Friday, August 08, 2008

Cask wine - in Italy?!


Apparently there is a move in Italy to start making, or bottling, high quality wine in boxes. You might be surprised when you think about the land of chianti and barolo, and I can’t see it ever really taking off; you don’t even see screw cap wine in Italy at the moment.

A couple of things to note however: obviously the first being that just because wine comes in a bottle, does not mean it’s high quality. Italy is a big table wine consumer, and has a history of drinking wine exclusively with meals. Could this just be a more convenient packaging...?

Italians are not snobs about wine, and unless you go to more up market restaurants, anyone asking for the wine list is likely to get a bottle dusted off from the cellar. Most of the time you have caraffe wine, which often comes out of barrel – it’s like wine on tap. And you can get it in nifty quarter, half litre or litre glass jugs.

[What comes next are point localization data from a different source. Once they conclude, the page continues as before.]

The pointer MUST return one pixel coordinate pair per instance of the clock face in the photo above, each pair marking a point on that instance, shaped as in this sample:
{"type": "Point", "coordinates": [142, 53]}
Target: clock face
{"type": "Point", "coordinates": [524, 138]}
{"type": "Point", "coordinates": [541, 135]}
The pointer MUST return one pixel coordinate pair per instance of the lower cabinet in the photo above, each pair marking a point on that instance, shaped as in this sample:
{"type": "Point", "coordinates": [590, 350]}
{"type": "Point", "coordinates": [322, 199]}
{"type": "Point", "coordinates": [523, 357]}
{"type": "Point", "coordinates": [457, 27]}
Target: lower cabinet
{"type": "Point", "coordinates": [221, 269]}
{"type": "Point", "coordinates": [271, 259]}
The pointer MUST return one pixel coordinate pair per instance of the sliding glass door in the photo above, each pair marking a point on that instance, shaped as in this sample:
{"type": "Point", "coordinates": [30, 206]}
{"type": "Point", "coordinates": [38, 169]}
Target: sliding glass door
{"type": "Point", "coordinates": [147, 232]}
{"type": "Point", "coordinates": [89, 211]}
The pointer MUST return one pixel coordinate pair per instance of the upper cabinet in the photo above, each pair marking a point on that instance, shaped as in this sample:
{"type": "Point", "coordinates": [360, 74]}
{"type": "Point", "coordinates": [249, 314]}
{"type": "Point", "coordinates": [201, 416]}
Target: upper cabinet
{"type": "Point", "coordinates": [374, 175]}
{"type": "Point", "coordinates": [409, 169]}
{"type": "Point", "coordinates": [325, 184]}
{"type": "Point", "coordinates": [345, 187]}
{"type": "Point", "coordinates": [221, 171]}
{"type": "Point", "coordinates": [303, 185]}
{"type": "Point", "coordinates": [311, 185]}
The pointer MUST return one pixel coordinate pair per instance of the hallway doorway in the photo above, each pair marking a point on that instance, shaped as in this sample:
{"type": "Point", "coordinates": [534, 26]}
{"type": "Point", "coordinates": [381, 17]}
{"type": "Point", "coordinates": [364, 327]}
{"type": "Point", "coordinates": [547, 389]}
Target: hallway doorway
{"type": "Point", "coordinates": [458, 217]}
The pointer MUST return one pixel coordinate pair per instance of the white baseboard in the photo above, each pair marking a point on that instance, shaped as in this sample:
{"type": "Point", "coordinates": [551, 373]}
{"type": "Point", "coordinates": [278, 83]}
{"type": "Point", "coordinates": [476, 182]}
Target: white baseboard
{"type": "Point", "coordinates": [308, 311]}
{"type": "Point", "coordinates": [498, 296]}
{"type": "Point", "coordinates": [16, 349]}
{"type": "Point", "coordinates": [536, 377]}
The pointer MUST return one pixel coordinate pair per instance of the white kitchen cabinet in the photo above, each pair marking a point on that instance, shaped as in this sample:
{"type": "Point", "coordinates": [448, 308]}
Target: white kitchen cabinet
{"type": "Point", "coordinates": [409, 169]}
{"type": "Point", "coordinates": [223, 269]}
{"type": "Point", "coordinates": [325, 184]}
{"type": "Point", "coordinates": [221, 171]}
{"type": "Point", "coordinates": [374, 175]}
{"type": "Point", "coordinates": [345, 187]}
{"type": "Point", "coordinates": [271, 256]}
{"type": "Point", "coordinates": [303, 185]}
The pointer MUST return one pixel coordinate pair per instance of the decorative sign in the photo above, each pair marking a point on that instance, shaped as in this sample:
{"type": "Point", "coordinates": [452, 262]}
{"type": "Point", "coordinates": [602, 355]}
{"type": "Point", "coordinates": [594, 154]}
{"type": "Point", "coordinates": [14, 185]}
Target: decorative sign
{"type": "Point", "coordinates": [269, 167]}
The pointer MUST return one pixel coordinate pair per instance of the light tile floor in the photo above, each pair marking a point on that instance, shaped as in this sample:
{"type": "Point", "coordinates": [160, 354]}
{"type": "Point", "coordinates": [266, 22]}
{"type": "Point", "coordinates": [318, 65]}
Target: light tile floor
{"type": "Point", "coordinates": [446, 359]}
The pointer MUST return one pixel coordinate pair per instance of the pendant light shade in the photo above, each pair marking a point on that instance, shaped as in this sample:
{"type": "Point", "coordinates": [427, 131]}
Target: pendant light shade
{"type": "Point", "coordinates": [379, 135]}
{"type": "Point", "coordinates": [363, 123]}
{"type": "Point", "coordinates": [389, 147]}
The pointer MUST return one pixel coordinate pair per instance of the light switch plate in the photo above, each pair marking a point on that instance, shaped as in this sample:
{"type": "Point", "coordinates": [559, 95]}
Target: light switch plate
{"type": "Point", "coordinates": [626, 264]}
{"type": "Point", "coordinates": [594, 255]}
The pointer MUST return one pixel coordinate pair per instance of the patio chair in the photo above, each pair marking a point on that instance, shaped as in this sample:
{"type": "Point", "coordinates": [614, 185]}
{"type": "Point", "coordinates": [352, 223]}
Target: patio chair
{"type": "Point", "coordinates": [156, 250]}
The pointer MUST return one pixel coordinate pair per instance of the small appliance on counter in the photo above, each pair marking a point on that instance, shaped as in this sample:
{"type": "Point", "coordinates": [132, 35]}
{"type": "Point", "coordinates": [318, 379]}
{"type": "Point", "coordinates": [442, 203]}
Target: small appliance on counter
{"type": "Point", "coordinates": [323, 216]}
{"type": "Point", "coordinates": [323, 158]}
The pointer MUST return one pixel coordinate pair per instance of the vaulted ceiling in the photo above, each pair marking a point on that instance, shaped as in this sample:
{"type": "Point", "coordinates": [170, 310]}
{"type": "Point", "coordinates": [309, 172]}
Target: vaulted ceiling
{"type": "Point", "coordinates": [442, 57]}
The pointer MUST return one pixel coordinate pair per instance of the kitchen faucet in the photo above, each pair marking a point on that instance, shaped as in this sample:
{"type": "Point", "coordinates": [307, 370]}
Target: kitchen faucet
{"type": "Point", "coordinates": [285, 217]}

In the supermarkets in Italy (sensible people who haven’t confined alcohol purchases to complicated and expensive licensing laws), you can get huge four litre bottles of wine, which I have always imagined are more for cooking but then I wouldn’t know – I’d never get through one quickly enough anyway.

Some families I know even make a special trip to a producer at the beginning of the year to buy what they call a damigiana – it’s this enormous bottle (the biggest size is 54 litres) which you take home with a special filtering system whereby you can siphon the wine off into bottles. The idea behind it is a year’s worth of table wine drinking.

So who knows? Maybe the humble cask is about to enter its heyday in the old world.